Há um debate antigo relativamente ao papel da democracia no crescimento económico, havendo a ideia de que os sistemas democráticos (das ditas democracias liberais) são mais favoráveis ao crescimento económico, na medida em que promoveriam as instituições necessárias ao bom funcionamento do capitalismo.
Acontece que há, hoje, vasta literatura científica que refuta essa ligação. Pior, mostra como muitos regimes ditatoriais são muito bons a gerar crescimento económico (China, Arábia Saudita ou Singapura são casos paradigmáticos).
A verdade é que a democracia é um sistema complexo, burocrático, que gera os seus próprios custos de funcionamento (de dinheiro e de tempo), com os povos a poderem optar por políticas que não sejam as mais favoráveis ao crescimento, nem a aceitar certas reformas que podiam vir a ser benéficas, desse ponto de vista, no futuro.

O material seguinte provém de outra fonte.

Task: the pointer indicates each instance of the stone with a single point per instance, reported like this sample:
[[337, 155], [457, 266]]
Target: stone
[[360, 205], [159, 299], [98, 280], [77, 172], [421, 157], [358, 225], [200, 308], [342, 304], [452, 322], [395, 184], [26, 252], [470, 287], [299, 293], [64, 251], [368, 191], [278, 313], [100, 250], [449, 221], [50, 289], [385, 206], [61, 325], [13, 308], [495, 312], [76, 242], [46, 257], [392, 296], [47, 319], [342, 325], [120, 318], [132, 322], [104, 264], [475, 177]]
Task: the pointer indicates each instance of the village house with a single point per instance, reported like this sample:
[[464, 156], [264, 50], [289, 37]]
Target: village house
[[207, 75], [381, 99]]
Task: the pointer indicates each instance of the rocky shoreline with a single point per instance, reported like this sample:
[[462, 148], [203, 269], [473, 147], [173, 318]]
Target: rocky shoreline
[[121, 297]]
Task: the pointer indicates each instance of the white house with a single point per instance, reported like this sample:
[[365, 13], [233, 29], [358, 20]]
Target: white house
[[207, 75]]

Esta evidência empírica, embora possa ser frustrante para alguns, tem uma virtude: mostra que a democracia não tem, nem tem que ter, como função promover o crescimento económico. A democracia é, antes de tudo, dar a possibilidade às pessoas de condicionarem as políticas às suas vontades, às suas preferências (que até podem ser de decrescimento). Ou seja, a função da democracia é tornar a sociedade mais próxima da vontade popular e, nessa medida, produzir mais felicidade.
Aqui chegados, podemos invocar uma outra vasta literatura científica que demonstra como os países mais democráticos tendem a ser mais felizes (mesmo controlando para os níveis de rendimento nacional). Mais, mesmo entre democracias, aquelas que têm maiores taxas de participação e combinam esquemas diversos (como referendos, representatividade, iniciativas populares e diversidade partidária) são mais felizes. É que, mesmo quando um cidadão vota nos perdedores, sente o prazer de ter podido votar, de ter podido expressar a sua opinião. E isso tem valor para a felicidade.

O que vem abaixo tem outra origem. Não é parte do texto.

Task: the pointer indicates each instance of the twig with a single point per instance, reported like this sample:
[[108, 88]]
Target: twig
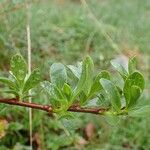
[[29, 62], [49, 109]]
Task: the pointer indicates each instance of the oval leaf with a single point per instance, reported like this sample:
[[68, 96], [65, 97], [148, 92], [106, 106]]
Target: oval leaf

Se olharmos para Portugal, nos últimos cem anos, foi na década de sessenta do século XX que Portugal mais cresceu. Mas estávamos em ditadura e não éramos um povo feliz. Hoje, em muitas partes do mundo, há muito crescimento económico infeliz. É que, em ditadura, o crescimento económico tende a ser iníquo, mal distribuído, baseado em exploração laboral e do ambiente e com desrespeito pelos direitos humanos. Não é isso que se deseja numa sociedade desenvolvida (é que não há ditadores iluminados). E é também por isso que nunca podemos pôr em xeque a democracia quando, eventualmente, esse sistema não estiver a ser o mais eficiente na produção de crescimento económico. A democracia existe para produzir liberdade e felicidade. E é eficaz nisso.